You don't need to refactor your whole codebase. YAGNI is a habit, and you build it one decision at a time. Here's what to do starting on your next pull request:

Ask one question before every abstraction: "Do I have a real, present use for this, or am I guessing?" If it's a guess, write the simple, specific version. That single question prevents most over-engineering.

Default to local, specific, and concrete. Start with useState, not a store. Start with a hardcoded value, not a config object. Start with one component, not a configurable family. You can always generalise later, and "later" will hand you better information than you have now.

Delete the props nobody passes. Open a component you wrote a while ago and search the codebase for each prop. The ones with a single call site that never vary? Inline them. This is a five-minute task with an instant payoff in readability, and it teaches you how much speculative surface area you tend to add.

Wait for the third occurrence before extracting. When you feel the urge to DRY up two similar pieces of code, resist it once. Let the duplication sit until a third case shows you the actual shape of the pattern. A little duplication is far cheaper than the wrong abstraction.

Optimise only what you've measured. Before adding useMemo or React.memo, open the profiler.
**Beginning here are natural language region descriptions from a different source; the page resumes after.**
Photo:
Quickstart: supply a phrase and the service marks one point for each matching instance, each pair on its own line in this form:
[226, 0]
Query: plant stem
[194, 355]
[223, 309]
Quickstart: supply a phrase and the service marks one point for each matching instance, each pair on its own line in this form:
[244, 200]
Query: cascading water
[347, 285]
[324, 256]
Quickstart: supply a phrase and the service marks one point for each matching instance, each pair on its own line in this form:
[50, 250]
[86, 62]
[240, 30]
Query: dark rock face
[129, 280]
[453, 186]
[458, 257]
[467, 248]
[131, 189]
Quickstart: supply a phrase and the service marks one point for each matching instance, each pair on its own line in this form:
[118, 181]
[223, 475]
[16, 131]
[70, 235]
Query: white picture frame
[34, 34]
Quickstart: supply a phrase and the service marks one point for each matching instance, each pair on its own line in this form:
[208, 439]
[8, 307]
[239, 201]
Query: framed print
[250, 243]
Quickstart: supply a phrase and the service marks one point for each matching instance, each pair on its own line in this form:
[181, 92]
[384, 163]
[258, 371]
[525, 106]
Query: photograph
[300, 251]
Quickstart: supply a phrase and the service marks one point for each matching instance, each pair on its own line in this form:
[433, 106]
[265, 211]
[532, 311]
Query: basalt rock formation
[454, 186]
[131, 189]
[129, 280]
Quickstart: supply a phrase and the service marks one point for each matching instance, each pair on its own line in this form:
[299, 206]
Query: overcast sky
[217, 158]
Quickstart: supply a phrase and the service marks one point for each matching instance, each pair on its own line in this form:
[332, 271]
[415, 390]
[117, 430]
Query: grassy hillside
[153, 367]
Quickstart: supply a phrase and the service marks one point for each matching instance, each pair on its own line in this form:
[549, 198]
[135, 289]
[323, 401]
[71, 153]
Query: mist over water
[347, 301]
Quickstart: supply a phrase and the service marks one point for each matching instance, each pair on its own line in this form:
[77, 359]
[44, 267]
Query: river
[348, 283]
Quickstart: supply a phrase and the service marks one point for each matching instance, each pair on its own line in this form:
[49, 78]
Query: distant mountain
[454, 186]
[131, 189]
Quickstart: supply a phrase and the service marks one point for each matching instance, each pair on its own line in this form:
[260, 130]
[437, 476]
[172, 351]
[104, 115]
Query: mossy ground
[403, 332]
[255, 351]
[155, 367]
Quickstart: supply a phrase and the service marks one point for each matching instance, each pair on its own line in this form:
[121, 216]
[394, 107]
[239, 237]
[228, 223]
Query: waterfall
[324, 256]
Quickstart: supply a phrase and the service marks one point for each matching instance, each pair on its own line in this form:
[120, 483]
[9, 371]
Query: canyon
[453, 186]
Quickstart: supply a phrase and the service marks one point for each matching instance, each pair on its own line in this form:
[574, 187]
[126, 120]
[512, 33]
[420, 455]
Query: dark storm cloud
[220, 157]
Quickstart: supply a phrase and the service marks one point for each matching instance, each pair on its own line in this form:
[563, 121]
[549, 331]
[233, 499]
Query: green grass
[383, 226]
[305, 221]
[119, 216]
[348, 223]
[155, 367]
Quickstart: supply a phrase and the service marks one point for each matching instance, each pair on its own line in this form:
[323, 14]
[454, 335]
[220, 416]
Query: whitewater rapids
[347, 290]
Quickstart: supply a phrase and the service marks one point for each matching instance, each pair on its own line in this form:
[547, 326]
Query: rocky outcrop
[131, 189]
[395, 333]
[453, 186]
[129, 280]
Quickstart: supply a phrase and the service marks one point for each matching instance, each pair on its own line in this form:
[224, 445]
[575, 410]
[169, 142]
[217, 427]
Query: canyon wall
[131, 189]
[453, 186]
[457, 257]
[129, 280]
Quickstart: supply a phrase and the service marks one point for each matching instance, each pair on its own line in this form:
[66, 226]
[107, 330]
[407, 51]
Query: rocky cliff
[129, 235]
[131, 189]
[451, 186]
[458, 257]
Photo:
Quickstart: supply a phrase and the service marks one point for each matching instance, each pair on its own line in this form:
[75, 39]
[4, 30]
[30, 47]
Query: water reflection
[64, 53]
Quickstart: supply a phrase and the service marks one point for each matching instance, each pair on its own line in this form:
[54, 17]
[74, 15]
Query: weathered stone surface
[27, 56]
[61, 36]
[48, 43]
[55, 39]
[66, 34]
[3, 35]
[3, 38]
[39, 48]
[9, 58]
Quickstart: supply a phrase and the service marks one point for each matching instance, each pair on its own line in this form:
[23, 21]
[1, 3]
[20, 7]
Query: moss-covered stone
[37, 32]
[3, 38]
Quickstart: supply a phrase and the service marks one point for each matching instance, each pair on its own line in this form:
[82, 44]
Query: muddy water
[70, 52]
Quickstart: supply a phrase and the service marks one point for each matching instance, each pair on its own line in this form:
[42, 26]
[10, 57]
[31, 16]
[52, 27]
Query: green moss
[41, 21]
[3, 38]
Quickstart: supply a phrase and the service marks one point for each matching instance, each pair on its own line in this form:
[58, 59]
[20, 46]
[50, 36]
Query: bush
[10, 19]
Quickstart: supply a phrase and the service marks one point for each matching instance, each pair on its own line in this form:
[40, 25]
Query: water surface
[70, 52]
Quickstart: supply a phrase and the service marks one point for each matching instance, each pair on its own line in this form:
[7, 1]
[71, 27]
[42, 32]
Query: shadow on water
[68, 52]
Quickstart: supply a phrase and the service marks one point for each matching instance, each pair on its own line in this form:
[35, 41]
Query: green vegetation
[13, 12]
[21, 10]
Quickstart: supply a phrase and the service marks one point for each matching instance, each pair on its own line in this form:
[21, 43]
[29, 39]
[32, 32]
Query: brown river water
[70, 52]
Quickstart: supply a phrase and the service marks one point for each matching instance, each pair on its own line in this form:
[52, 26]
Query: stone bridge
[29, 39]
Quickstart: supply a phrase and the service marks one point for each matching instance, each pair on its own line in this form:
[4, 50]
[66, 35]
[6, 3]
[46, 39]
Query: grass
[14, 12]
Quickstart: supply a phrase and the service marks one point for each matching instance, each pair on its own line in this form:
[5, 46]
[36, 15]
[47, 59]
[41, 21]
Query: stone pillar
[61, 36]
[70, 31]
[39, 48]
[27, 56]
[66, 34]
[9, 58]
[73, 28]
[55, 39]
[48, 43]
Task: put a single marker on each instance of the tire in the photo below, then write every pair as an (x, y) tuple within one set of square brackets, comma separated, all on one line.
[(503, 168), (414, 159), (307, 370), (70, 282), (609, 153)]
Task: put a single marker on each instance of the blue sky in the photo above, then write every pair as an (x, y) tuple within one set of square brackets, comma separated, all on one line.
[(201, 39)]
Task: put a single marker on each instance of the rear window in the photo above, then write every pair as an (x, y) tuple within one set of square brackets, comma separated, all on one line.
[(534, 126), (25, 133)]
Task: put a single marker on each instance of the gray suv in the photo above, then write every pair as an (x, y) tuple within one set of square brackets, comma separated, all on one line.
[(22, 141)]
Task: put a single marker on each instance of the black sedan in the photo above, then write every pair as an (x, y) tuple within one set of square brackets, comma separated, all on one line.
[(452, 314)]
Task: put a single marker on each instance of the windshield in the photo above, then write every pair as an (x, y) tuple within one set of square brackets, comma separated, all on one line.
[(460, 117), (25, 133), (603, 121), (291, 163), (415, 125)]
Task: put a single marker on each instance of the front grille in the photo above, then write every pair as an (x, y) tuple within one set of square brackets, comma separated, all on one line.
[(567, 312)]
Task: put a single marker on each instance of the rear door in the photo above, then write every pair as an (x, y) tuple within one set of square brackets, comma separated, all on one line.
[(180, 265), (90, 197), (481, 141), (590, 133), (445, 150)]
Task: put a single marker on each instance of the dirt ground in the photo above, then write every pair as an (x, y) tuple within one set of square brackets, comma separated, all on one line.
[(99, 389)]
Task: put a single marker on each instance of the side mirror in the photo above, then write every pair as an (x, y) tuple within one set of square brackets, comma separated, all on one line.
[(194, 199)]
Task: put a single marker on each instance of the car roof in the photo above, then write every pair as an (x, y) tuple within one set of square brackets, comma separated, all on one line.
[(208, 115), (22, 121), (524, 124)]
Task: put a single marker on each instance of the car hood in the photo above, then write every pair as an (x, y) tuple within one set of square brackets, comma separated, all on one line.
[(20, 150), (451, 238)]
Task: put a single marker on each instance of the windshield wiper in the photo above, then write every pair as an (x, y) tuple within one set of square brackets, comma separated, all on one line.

No flame graph, no memoisation.

Each of these is small. None requires permission or a big refactor. But together they change how it feels to work in your code: files get shorter, intent gets clearer, and the gap between "I understand this" and "I can change this safely" nearly disappears.


The mindset shift

For my first couple of years, I measured my skill by how much architecture I could anticipate. The senior move, I thought, was foreseeing every future need and building for it. Five years in, I've inverted that completely. The senior move is building exactly what's needed, as simply as possible, and trusting yourself to change it when reality asks you to.

Good engineering isn't predicting the future. It's keeping the present so clean and simple that whatever future shows up is cheap to adapt to. YAGNI is how you do that. Write the simple thing. Wait for the real need. You'll ship faster, your teammates will thank you, and you'll spend far less time maintaining code that exists only to serve a future that never came.

Start with your next component. Build only what it needs. You aren't gonna need the rest.